ServalSheets offers multiple performance optimization strategies for different workloads. Performance depends on: request batching, caching, rate limits, and payload sizes.

1. Caching (80-100x API call reduction)

Configuration:

# Enable/disable caching (default: enabled)
export CACHE_ENABLED=true

# Cache size limit (default: 100MB)
export CACHE_MAX_SIZE_MB=100

# Cache TTL (default: 5 minutes = 300000ms)
export CACHE_TTL_MS=300000

# Cache cleanup interval (default: 5 minutes)
export CACHE_CLEANUP_INTERVAL_MS=300000

Cache Strategy by Workload:

A) Read-Heavy Workloads (same data accessed repeatedly):

# Increase TTL to 30 minutes for stable data
export CACHE_TTL_MS=1800000
export CACHE_MAX_SIZE_MB=500  # Larger cache

# Example: Dashboard refreshing every 5 minutes
# First load: 10 API calls
# Refreshes 2-5: 0 API calls (cached)
# Result: 95% quota savings

B) Real-Time Workloads (data changes frequently):

# Disable caching for absolutely fresh data
export CACHE_ENABLED=false

# OR use webhook-based notifications instead of caching
# This is more efficient than polling with short TTLs

C) Hybrid Approach (recommended):

# Short TTL for frequently-changing data
export CACHE_TTL_MS=30000  # 30 seconds

# Use webhooks for critical updates
# Use caching for non-critical metadata

# Example: Real-time metrics with stable schema
# Metrics cache expires every 30s → fresh data
# Schema cache expires every 5 min → reduces overhead

Cache Stats Monitoring:

// Access cache statistics
const stats = cacheManager.getStats();
// {
//   totalEntries: 1024,
//   totalSize: 52000000,  // 52MB
//   hits: 4850,
//   misses: 250,
//   hitRate: 0.951,       // 95.1% hit rate
//   byNamespace: {
//     'metadata': 512,
//     'values': 512
//   }
// }

2. Batch Operations (80-90% quota savings)

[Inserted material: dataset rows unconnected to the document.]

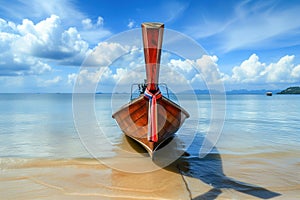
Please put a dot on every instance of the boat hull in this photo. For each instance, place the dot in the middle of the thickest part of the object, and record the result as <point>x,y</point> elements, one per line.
<point>132,118</point>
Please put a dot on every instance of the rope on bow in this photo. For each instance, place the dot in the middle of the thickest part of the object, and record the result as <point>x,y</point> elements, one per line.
<point>152,114</point>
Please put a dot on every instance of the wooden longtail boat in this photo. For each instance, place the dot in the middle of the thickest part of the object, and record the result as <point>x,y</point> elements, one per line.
<point>151,118</point>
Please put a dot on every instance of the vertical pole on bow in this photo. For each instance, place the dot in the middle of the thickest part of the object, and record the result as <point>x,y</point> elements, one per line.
<point>152,41</point>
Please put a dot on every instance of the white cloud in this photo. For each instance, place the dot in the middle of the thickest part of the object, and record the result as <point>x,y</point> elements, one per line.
<point>296,72</point>
<point>249,71</point>
<point>254,71</point>
<point>131,23</point>
<point>48,39</point>
<point>93,32</point>
<point>49,82</point>
<point>25,47</point>
<point>72,78</point>
<point>105,53</point>
<point>249,25</point>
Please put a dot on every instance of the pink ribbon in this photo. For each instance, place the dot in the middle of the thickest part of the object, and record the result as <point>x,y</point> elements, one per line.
<point>152,114</point>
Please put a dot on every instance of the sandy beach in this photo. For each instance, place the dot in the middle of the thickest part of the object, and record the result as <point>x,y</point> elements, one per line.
<point>213,177</point>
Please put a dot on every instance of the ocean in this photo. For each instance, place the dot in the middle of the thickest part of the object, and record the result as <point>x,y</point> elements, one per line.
<point>45,155</point>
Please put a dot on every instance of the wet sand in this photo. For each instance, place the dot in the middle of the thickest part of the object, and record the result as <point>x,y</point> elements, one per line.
<point>261,176</point>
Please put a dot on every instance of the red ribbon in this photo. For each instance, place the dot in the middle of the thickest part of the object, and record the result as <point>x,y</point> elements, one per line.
<point>152,114</point>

Pattern: Combine multiple operations into single API call

Read Batching (Quota efficiency):

// ❌ Inefficient: 3 API calls = 3 quota units
const range1 = await sheets_data({ action: 'read', range: 'Sales!A1:A100' });
const range2 = await sheets_data({ action: 'read', range: 'Sales!B1:B100' });
const range3 = await sheets_data({ action: 'read', range: 'Sales!C1:C100' });

// ✅ Efficient: 1 API call = 1 quota unit (66% quota savings)
const [range1, range2, range3] = await sheets_data({
  action: 'batch_read',
  ranges: ['Sales!A1:A100', 'Sales!B1:B100', 'Sales!C1:C100'],
});

Write Batching:

// ❌ Inefficient: 3 API calls = 3 quota units
await sheets_data({ action: 'write', range: 'Sheet1!A1:A100', values: dataA });
await sheets_data({ action: 'write', range: 'Sheet1!B1:B100', values: dataB });
await sheets_data({ action: 'write', range: 'Sheet1!C1:C100', values: dataC });

// ✅ Efficient: 1 API call = 1 quota unit
await sheets_data({
  action: 'batch_write',
  data: [
    { range: 'Sheet1!A1:A100', values: dataA },
    { range: 'Sheet1!B1:B100', values: dataB },
    { range: 'Sheet1!C1:C100', values: dataC },
  ],
});

Transaction Batching (10-50 operations per API call):

// Use transactions for complex multi-step operations
// Each transaction = 1 API call regardless of operation count
await sheets_transaction({
  action: 'begin',
  spreadsheetId: '...'
});

// Queue up to 50 operations
await sheets_transaction({
  action: 'queue',
  operations: [
    { type: 'insert_rows', ... },
    { type: 'format_cells', ... },
    { type: 'set_formulas', ... },
    // ... more operations
  ]
});

await sheets_transaction({
  action: 'commit'
});

// Result: 50+ operations in 1 API call

Quota Savings by Batch Size:

Strategy

API Calls

Quota Units

Savings

Individual ops (1 at a time)

100

100

0%

Batch read/write (10 ops/call)

10

10

90%

Transactions (50 ops/call)

2

2

98%

Batch + Cache (repeat reads)

1

1

99%

3. Rate Limiting (Prevent 429 errors)

Configuration:

# Configure per your Google Workspace edition
# Default: 300 reads/min, 60 writes/min (Free tier)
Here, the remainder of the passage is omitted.